Jakarta. - Menko Maritim Luhut Binsar Panjaitan hari ini melakukan rapat koordinasi terkait tindak lanjut langkah kebijakan taksi online. Rapat ini dihadiri oleh pihak dari Kementerian Perhubungan yang diwakili oleh Sekretaris Jenderal, Sugihardjo, Kementerian Kominfo, Organda dan perusahaan aplikasi penyedia jasa taksi online.

Sekjen Kemenhub, Sugihardjo mengatakan, pihaknya membahas draft Peraturan Menteri Perhubungan yang disiapkan untuk menggantikan Peraturan Menteri Nomor 26 Tahun 2017 tentang angkutan sewa online yang bakal gugur pada 1 November mendatang menyusul putusan dari Mahkamah Agung, Agustus lalu.

Dalam aturan baru tersebut, disepakati beberapa hal, salah satunya terkait kepemilikan kendaraan dari angkutan online.
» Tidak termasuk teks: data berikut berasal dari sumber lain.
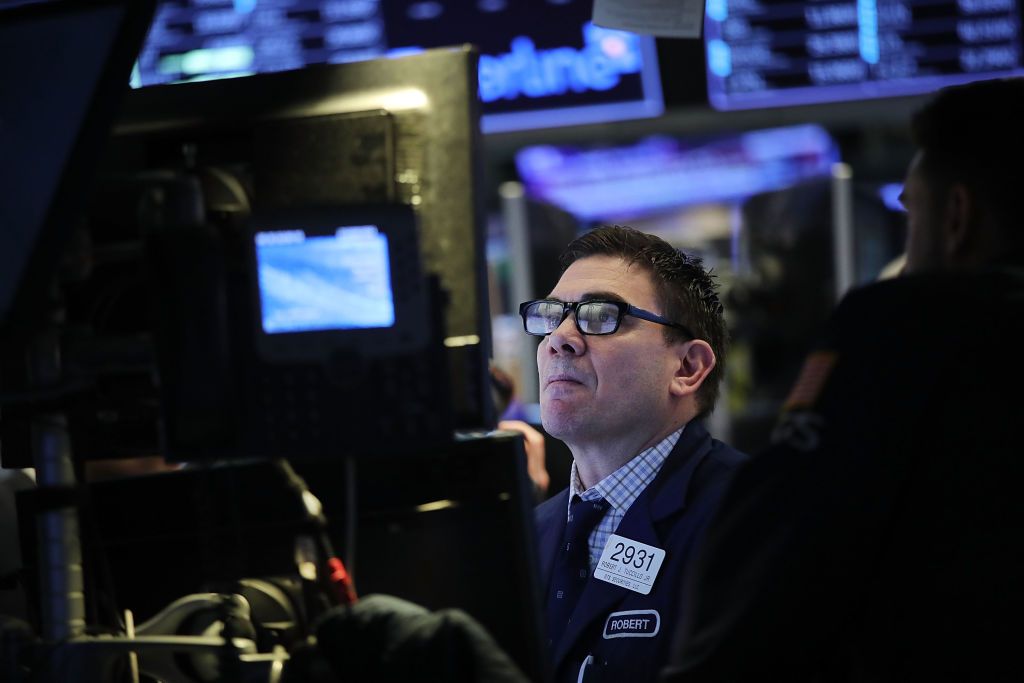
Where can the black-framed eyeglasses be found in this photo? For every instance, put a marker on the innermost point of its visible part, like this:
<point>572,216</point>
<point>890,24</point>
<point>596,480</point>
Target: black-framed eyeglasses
<point>543,316</point>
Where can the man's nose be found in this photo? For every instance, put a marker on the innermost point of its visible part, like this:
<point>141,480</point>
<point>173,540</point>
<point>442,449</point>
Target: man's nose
<point>566,338</point>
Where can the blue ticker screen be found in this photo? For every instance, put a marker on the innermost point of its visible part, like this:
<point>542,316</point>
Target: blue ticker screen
<point>542,61</point>
<point>778,52</point>
<point>323,283</point>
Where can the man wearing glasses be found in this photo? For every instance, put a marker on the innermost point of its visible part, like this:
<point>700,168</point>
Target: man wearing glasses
<point>630,361</point>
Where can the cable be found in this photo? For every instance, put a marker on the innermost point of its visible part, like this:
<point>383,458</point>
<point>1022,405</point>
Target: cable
<point>335,579</point>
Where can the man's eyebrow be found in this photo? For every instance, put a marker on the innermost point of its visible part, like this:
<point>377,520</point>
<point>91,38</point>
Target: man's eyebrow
<point>593,296</point>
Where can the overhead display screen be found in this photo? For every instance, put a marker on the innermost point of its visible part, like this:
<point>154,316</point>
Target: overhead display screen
<point>542,61</point>
<point>770,53</point>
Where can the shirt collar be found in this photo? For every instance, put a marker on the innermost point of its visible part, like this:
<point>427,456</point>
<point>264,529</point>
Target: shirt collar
<point>623,487</point>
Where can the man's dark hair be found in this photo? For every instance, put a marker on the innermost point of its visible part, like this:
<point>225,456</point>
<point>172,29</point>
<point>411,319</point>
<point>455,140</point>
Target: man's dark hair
<point>974,134</point>
<point>687,293</point>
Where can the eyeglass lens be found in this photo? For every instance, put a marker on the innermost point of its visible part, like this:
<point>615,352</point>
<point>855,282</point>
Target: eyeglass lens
<point>595,317</point>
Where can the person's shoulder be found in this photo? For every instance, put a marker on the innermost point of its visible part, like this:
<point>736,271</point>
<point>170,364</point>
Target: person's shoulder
<point>550,509</point>
<point>726,456</point>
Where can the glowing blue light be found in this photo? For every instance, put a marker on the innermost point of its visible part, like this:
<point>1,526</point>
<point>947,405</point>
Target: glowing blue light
<point>719,57</point>
<point>867,30</point>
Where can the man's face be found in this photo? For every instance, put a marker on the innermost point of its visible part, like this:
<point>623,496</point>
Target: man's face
<point>595,388</point>
<point>925,247</point>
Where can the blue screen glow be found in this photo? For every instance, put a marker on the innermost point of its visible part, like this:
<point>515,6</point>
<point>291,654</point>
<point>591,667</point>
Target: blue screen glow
<point>322,283</point>
<point>775,53</point>
<point>536,70</point>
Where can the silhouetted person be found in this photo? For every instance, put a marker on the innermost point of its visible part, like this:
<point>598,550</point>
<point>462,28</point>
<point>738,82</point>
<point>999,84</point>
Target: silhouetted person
<point>881,538</point>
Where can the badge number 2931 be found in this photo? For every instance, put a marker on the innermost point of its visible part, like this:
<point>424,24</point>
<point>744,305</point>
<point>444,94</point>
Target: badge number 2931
<point>632,564</point>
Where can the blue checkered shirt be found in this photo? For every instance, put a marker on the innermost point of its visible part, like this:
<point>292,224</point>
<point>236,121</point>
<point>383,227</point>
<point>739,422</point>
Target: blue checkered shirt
<point>621,489</point>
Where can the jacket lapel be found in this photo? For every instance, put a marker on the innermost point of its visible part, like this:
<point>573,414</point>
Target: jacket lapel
<point>551,519</point>
<point>664,498</point>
Dia bilang, status kepemilikan kendaraan taksi online nantinya bisa dikategorikan atas nama pribadi tak harus perusahaan. Pasalnya, dalam hal perusahaan angkutan yang berbadan hukum koperasi atau PT, sesuai UU Koperasi, dimungkinkan perorangan. 



"Karena itu kepemilikan kendaraannya (BPKB maupun STNK) boleh atas nama perorangan dan itu berlaku umum, bukan hanya online. Jadi tentang tanda kepemilkan kendaraan atas nama koperasi boleh atas nama perorangan," katanya saat ditemui usai rapat di Kemenko Maritim, Jakarta, Selasa (17/10/2017).

Selain itu, dalam aturan baru yang akan dikeluarkan selanjutnya nanti, tarif juga akan tetap diatur. Aturannya sama seperti PM 26 Tahun 2017 sebelumnya, di mana tarif akan dipatok batas atas dan bawah. 

Dalam hal ini, Kemenhub akan menerima usulan dari Pemda untuk batasan tarifnya, untuk kemudian ditetapkan oleh regulator. 

"Berdasarkan kesepakatan, antara pengguna jasa dan penyedia jasa, tarif tetap dalam koridor batas atas dan batas bawah. Jadi batas atas dan bawah masih tetap diperlukan untuk melindungi pengguna jasa agar jangan sampai tarifnya nanti berlebihan," ucapnya.

Tarif yang diatur juga agar menghindari banting harga antara satu angkutan dan angkutan lainnya, sehingga terjadi persaingan usaha yang sehat.

"Khawatirnya yang dikorbankan adalah aspek keselamatan karena pemeliharaan kendaraan akan terabaikan. Jadi tetap ada kesepakatan antara penyediaan dan pengguna jasa adalah tetap ada batas atas dan bawah," tutur Sugihardjo.

Hal baru lainnya yang diatur adalah asuransi. Penumpang dan penyedia jasa akan memiliki asuransi yang disediakan oleh IT provider atau perusahaan aplikasi online.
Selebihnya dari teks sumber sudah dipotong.